The broad stretches of white clouds on the menu screen of Plants vs. Zombies, for example, always remind me of the afternoon when I struggled to choose between the humanities and sciences. Through the window screen, I watched the clouds outside drift continuously across the sky.

There is also the Jiangnan Wilderness map in Fantasy Westward Journey. The watermelon fields, the old woman, and the lush trees and grass all seem perfectly placed.

the Jiangnan Wilderness map
the Jiangnan Wilderness map

To me, the wild feels free, clear, expansive, and unhurried.

Ever since I put a small fan on my desk at work, I have found myself turning it on instinctively, even when I am not hot. Moving air always gives me the illusion of being outdoors. When I wipe my face with the purified-water tissues I bought from Hema, I cannot resist holding them close to my nose. For a moment, I almost believe I can smell the fresh sweetness of watermelon—the scent of summer.

“The wild” is such an enchanting phrase.

I am not someone who particularly enjoys going out. Even when I do, there is usually a moment when I begin to feel bored.

A few days ago, I came across a post on Jike. It said that for people who have lived in the mountains and countryside for a long time, the beautiful life we imagine may be outweighed by the heaviness of reality. In other words, some people may have already grown tired of the wild.

But what does that have to do with me?

Do I need to question my own affection for a place simply because someone else has grown weary of it?

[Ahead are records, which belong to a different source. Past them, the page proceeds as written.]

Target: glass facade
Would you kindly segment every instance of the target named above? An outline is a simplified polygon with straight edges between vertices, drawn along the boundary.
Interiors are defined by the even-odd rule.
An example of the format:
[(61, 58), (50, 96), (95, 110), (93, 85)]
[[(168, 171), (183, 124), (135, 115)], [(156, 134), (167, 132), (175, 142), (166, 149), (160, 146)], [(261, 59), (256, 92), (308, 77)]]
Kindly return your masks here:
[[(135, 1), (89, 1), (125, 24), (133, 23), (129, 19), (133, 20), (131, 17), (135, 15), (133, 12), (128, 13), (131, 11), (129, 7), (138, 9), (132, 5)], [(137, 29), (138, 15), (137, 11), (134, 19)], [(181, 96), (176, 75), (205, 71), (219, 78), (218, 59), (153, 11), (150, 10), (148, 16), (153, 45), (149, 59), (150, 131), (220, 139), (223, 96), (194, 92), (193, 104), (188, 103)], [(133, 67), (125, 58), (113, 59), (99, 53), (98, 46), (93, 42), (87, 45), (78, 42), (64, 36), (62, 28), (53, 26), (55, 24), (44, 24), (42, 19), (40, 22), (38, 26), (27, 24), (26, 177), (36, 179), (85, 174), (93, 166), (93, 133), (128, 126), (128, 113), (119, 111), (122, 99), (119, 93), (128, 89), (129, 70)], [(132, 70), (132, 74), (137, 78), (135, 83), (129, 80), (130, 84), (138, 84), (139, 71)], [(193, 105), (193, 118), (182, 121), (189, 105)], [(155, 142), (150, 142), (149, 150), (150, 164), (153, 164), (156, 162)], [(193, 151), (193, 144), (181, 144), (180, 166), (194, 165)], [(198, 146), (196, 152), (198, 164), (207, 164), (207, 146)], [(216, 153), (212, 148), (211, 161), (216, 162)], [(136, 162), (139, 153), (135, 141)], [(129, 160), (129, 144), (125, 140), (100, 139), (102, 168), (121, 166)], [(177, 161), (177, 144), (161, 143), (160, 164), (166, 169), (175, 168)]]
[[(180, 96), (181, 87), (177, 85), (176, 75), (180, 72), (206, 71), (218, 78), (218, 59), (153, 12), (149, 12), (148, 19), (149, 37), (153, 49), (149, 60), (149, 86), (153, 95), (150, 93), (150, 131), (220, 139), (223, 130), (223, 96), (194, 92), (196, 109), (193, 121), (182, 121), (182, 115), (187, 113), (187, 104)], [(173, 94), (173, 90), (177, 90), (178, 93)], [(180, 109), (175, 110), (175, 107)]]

I really do love the wild.

Perhaps it is only the kind of love expressed in the story of Lord Ye, who claimed to love dragons until a real one appeared. The wild I love may not be the damp and muddy place of reality, filled with mosquitoes, hard labour, and inconvenience. It has always grown in my dreams, existing in my memories and imagination.

Even so, I still love it.

Because I have grown tired of the city.